Эта прочная и завершенная иррациональность всего воссозданного космоса бросает демонический отблеск на проглядывающую тень Бога: с точки зрения этой жизни нет возможности понять его и найти ему нужное место, а значит, он не может проявить свою божественность; и поскольку такое творчество рассчитано на посюсторонний мир, то нет возможности обнаружить и показать, исходя из мысли о Боге — как это происходит у Данте, — основополагающее единство всего бытия. Рыцарские романы, в пародийной полемике с которыми появился "Дон Кихот", утратили такую трансцендентную связь, а после потери этого миропонимания (если только весь мир не превращался, как у Ариосто, в иронически прекрасную, чистую игру) таинственная и сказочная поверхность могла стать только чем-то банально поверхностным. Сер-вантесова творческая критика этой тривиальности вновь находит путь к историко-философским истокам такого формального типа; субъективно не воспринимаемое, объективно упроченное бытие идеи превратилось в другое бытие — субъективно ясное и фанатически последовательное, но лишенное объективных связей; Бог, который из-за своего несоответствия воспринимающей его материи мог проявить себя только как демон, и в самом деле превратился в демона, претендующего на то, чтобы играть роль божества в мире, покинутом Провидением и лишенном трансцендентальной ориентации. И мир, который он имеет в виду, — тот же самый, что прежде был превращен Богом в опасный, но чудесный волшебный сад, с той только разницей, что ныне этот мир, околдованный злыми демонами и ставший прозаичным, мечтает о возвращении к прежнему состоянию благодаря героизму, исполненному веры; то, чего в сказочном мире следовало остерегаться, чтобы не рассеять добрые чары, обратилось здесь в поступок позитивный, в борьбу за существующий и лишь ожидающий спасительного слова рай сказочной действительности.

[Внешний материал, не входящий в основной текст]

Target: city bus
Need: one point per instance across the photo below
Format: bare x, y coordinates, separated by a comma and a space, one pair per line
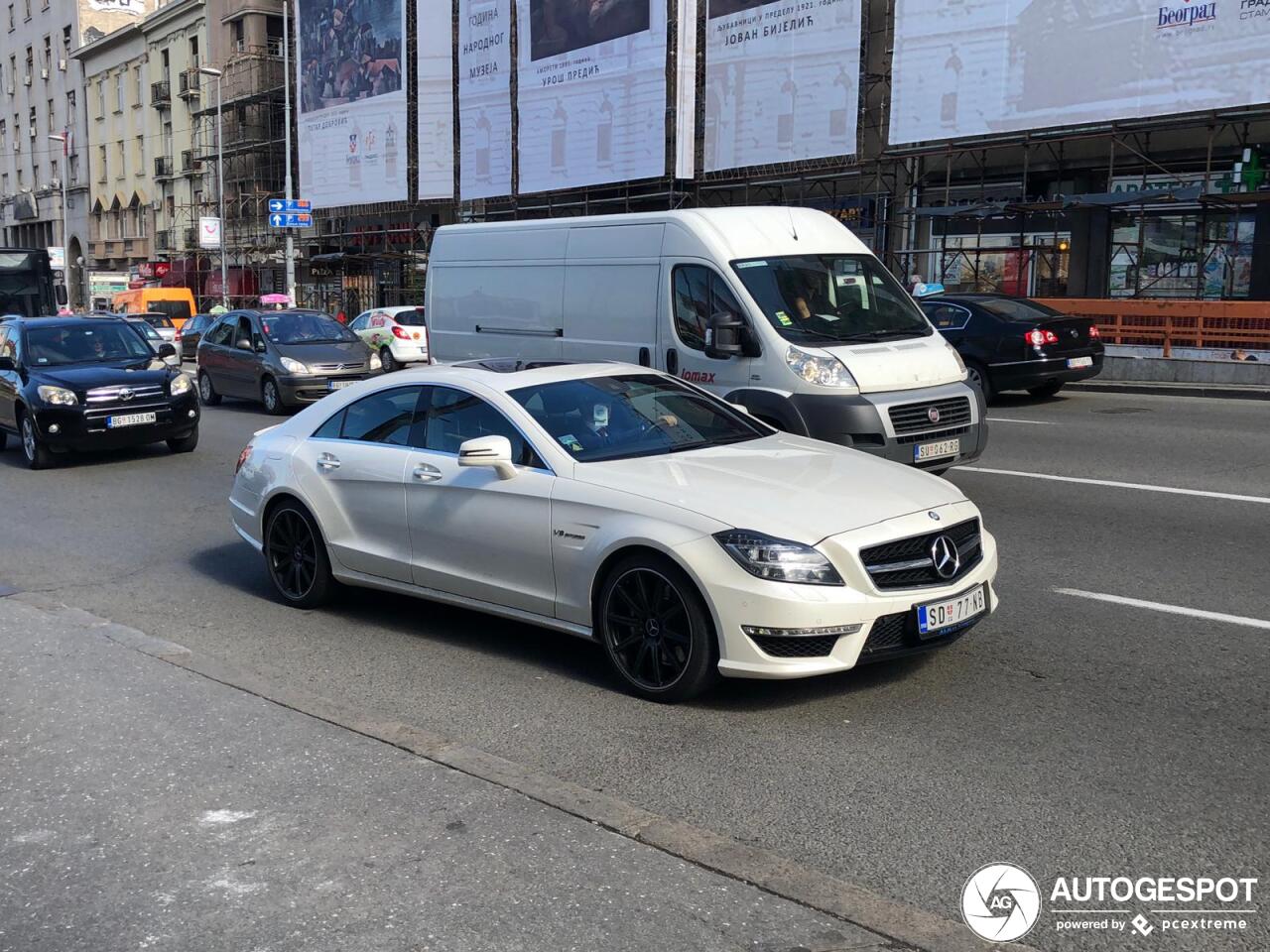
27, 284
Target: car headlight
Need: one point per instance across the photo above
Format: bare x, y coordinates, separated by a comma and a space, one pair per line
776, 558
824, 371
58, 397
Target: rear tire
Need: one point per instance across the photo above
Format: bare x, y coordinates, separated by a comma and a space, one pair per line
207, 395
295, 556
185, 444
1047, 390
272, 398
657, 630
39, 456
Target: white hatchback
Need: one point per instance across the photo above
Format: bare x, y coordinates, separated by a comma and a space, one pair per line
399, 335
621, 506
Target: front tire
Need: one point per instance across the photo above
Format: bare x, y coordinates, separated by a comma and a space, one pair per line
296, 558
185, 444
272, 398
207, 395
657, 630
1047, 390
39, 456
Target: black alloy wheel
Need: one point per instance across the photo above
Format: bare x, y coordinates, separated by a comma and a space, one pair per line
657, 631
296, 557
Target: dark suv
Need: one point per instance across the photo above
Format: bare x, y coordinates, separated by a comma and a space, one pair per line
281, 358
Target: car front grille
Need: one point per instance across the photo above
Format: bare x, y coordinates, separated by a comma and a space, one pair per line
779, 647
930, 416
910, 563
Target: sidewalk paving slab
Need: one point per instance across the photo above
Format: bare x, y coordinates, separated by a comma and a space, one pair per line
146, 807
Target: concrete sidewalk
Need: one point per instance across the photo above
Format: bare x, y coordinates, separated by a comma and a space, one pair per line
148, 807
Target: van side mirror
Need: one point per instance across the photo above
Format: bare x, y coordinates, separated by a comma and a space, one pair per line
724, 333
488, 451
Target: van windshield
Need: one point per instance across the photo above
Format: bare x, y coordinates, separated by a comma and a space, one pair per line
841, 298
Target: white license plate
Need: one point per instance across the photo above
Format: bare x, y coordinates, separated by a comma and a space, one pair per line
933, 451
937, 616
128, 420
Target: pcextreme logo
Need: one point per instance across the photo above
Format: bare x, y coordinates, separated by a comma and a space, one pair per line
1002, 902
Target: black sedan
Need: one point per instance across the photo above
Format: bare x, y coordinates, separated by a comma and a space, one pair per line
1011, 343
72, 384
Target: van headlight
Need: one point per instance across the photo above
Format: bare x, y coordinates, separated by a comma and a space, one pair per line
822, 371
58, 397
776, 558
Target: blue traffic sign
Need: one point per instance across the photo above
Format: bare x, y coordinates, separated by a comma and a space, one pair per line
291, 220
290, 204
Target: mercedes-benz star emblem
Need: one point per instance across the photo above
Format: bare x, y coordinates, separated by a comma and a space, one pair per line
944, 557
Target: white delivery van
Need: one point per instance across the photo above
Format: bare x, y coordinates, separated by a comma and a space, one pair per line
780, 309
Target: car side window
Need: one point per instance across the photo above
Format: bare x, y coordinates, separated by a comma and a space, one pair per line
386, 416
454, 416
698, 293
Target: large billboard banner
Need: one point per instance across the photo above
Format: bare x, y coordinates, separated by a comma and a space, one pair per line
592, 94
484, 98
783, 80
350, 73
435, 48
984, 66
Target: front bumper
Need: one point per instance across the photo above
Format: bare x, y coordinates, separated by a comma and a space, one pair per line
1025, 375
70, 428
738, 599
861, 422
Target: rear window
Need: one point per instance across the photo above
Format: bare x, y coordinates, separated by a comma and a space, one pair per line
1012, 308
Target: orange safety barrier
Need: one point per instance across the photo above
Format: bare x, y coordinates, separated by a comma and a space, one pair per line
1169, 324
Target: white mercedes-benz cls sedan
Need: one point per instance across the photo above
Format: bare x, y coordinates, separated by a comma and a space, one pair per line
622, 506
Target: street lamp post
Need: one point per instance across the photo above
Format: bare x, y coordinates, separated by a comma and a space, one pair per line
220, 178
66, 225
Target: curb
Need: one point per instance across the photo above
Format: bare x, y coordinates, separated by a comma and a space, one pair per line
905, 927
1164, 389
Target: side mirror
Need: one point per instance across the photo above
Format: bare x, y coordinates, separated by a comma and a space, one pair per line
724, 334
488, 451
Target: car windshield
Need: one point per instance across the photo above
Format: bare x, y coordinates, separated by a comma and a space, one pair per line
304, 327
844, 298
619, 417
1016, 308
87, 341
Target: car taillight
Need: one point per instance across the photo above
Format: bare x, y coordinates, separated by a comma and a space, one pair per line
1039, 338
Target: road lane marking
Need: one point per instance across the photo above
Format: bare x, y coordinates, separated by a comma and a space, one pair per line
1167, 608
1116, 484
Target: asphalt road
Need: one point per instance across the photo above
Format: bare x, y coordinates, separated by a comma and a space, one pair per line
1070, 735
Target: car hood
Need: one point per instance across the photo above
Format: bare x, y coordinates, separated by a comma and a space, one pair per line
349, 352
81, 377
783, 485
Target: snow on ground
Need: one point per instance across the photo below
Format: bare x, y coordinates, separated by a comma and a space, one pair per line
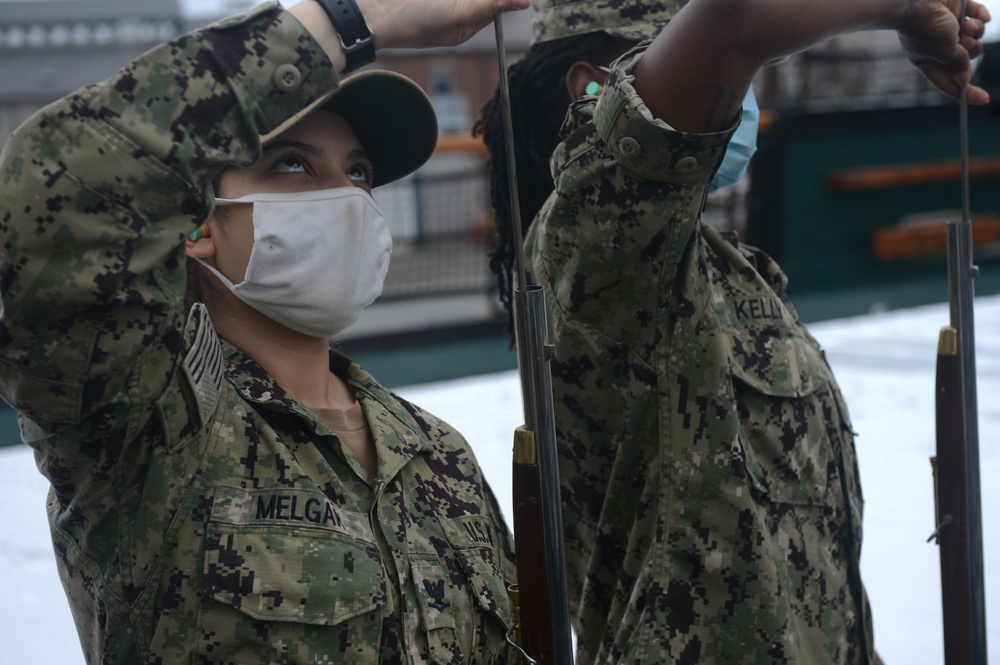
885, 365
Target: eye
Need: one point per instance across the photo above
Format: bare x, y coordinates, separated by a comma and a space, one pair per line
290, 163
362, 172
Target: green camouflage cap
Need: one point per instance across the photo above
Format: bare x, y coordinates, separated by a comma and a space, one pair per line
629, 19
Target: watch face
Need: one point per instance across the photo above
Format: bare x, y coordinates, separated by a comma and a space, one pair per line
355, 35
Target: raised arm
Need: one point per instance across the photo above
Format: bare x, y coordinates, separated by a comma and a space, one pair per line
696, 73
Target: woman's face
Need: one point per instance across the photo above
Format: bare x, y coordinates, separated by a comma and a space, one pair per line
319, 152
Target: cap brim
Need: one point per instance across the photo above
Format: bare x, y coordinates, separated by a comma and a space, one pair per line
392, 117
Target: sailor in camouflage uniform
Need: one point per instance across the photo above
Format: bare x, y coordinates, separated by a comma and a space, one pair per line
712, 505
202, 511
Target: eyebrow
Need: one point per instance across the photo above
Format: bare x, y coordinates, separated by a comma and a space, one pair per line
356, 154
289, 143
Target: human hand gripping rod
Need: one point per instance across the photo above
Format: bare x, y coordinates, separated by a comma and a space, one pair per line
958, 506
542, 610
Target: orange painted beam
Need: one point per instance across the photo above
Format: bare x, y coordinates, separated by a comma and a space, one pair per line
908, 175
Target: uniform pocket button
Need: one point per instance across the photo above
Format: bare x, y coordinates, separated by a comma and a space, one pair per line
687, 164
287, 78
629, 146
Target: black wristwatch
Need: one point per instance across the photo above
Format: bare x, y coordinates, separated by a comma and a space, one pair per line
356, 37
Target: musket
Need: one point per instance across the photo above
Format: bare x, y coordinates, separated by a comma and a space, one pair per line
958, 506
543, 627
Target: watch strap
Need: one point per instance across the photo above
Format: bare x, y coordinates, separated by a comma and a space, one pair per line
356, 37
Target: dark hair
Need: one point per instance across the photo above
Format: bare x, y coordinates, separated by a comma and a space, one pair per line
539, 101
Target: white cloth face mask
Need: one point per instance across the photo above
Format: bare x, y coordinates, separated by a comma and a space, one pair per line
318, 258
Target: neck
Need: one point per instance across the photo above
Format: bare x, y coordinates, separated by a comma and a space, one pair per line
299, 363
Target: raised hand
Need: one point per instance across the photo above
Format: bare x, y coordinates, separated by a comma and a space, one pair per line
929, 33
426, 23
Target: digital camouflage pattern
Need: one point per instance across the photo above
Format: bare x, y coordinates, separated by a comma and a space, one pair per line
630, 19
712, 506
199, 513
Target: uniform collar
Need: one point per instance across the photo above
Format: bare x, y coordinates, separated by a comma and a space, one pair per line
398, 436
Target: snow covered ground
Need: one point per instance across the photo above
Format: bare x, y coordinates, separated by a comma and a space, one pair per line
885, 365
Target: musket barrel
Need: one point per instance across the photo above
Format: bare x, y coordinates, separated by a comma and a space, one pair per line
536, 386
961, 273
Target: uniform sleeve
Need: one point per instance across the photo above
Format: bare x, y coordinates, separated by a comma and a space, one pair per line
629, 190
99, 189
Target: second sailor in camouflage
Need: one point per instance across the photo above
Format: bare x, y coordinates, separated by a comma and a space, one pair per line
712, 506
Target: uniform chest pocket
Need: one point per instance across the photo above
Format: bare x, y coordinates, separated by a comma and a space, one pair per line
290, 555
462, 596
789, 429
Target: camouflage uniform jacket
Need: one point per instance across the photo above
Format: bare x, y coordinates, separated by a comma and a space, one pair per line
200, 514
711, 495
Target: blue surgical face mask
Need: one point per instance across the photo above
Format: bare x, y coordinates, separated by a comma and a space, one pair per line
741, 147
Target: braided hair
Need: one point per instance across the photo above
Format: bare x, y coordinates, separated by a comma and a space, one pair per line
539, 101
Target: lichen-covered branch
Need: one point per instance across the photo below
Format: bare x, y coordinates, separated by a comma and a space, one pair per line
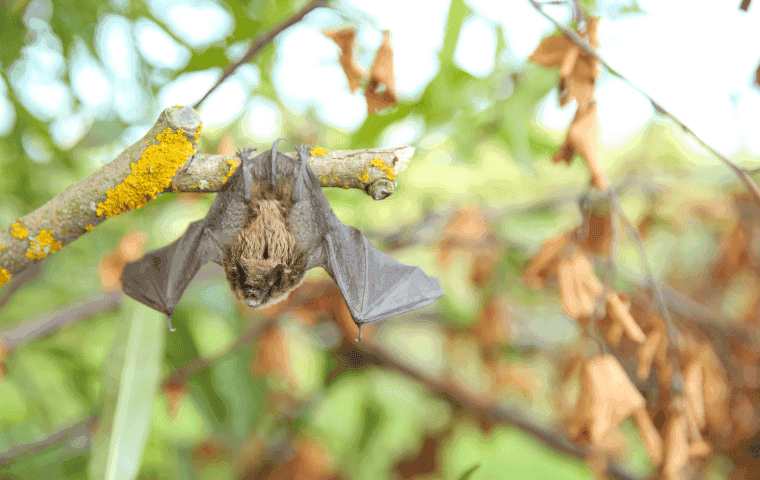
371, 170
166, 160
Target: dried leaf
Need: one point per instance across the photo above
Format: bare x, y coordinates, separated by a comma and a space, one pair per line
423, 463
345, 39
382, 74
607, 397
311, 461
174, 388
583, 139
646, 354
676, 448
545, 263
619, 313
652, 440
693, 387
599, 233
551, 51
569, 289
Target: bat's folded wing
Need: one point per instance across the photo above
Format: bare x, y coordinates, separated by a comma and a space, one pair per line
374, 285
159, 278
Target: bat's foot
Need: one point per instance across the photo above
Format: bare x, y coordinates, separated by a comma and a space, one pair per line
360, 333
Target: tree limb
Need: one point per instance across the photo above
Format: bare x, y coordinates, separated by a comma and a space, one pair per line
154, 165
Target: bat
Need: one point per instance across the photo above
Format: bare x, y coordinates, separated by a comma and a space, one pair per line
268, 225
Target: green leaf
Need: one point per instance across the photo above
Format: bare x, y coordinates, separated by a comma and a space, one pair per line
133, 372
468, 473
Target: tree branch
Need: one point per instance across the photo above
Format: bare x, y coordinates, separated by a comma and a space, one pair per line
154, 165
47, 323
576, 39
77, 435
357, 355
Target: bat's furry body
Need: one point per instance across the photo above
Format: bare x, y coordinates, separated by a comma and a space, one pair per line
268, 225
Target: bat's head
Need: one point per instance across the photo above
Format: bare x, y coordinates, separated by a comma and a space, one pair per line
259, 282
264, 264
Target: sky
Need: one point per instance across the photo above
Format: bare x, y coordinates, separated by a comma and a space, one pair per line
697, 58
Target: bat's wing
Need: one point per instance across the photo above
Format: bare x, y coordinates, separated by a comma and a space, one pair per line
375, 285
159, 278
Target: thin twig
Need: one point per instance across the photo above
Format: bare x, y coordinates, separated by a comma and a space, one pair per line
77, 435
183, 372
49, 322
373, 355
261, 42
741, 173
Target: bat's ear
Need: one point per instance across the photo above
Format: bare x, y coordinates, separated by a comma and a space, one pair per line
275, 277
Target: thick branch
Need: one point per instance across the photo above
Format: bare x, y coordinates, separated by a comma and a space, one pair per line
137, 175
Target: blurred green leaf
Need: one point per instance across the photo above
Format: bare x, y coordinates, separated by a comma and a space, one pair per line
132, 375
468, 473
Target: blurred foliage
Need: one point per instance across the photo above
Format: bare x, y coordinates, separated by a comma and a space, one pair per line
478, 144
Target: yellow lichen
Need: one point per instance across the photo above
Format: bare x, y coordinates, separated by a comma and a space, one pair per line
318, 151
388, 169
151, 175
18, 231
233, 166
42, 245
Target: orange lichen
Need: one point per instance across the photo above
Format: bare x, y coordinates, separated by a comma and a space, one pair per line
151, 175
42, 245
18, 231
388, 169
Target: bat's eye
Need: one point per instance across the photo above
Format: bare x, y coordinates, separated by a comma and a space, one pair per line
253, 299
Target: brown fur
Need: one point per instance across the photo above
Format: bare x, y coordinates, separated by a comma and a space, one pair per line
261, 245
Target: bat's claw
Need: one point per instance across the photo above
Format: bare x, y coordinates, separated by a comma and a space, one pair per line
360, 333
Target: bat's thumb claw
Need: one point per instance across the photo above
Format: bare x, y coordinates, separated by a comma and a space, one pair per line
360, 334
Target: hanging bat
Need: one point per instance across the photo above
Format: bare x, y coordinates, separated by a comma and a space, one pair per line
267, 226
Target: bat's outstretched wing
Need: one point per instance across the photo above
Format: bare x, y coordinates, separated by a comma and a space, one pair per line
375, 285
159, 278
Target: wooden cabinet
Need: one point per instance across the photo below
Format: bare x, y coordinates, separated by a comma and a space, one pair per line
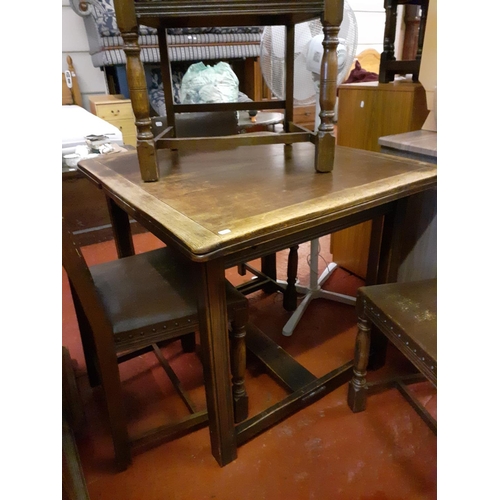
117, 111
367, 111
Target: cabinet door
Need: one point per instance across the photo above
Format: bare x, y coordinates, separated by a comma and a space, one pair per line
366, 113
358, 115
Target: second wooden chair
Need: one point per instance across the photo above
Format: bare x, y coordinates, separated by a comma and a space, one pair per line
127, 307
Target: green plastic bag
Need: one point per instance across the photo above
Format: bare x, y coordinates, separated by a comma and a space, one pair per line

И вот этот первый великий роман в мировой литературе появляется на пороге эпохи, когда христианский Бог начинает устраняться из мира; когда человек оказывается одиноким и может обрести смысл и субстанцию только в своей бездомной душе; когда мир, оторвавшись от парадоксальной связи с актуально присутствующим потусторонним миром, становится жертвой своей имманентной бессмысленности; когда мощь уже существующего, подкрепленная утопическими узами, деградировавшими до простой подделки, вырастает до неслыханных размеров и ведет бешеную, на вид бесцельную борьбу с поднимающимися силами, еще не постигнутыми, неспособными открыться самим себе и насквозь пронизать собою мир. Сервантес живет в период последнего расцвета великой и отчаянной мистики, фанатичной попытки самообновления теряющей силы религии, в период нового миропонимания, развивавшегося в мистических формах, в последний период по-настоящему переживаемых, но уже утративших цель, увлекательных и искушающих оккультных устремлений. Это был период выпущенного на свободу демонизма, период великой путаницы в ценностях при все еще существующей аксиологической системе. Сервантес, верующий христианин и простодушно-лояльный патриот, в своем творчестве дошел до самых глубин этой демонической проблематики, показав, как чистейший героизм неизбежно превращается в гротеск, а непоколебимая вера — в безумие, если стали непроходимыми дороги к трансцендентальной родине, как самой истинной и самой героической субъективной очевидности не может больше соответствовать действительность. Глубокая меланхолия исторического процесса, течения времени выражается в том, что вечные идеи и вечные позиции теряют смысл, когда бьет их час, что время может возобладать даже над вечным. Это первое великое сражение внутреннего мира с прозаической низостью внешней жизни, и единственное сражение, когда ему удалось не только выйти из борьбы незапятнанным, но даже могущественного противника окружить ореолом своей победоносной, хотя и самоироничной поэзии.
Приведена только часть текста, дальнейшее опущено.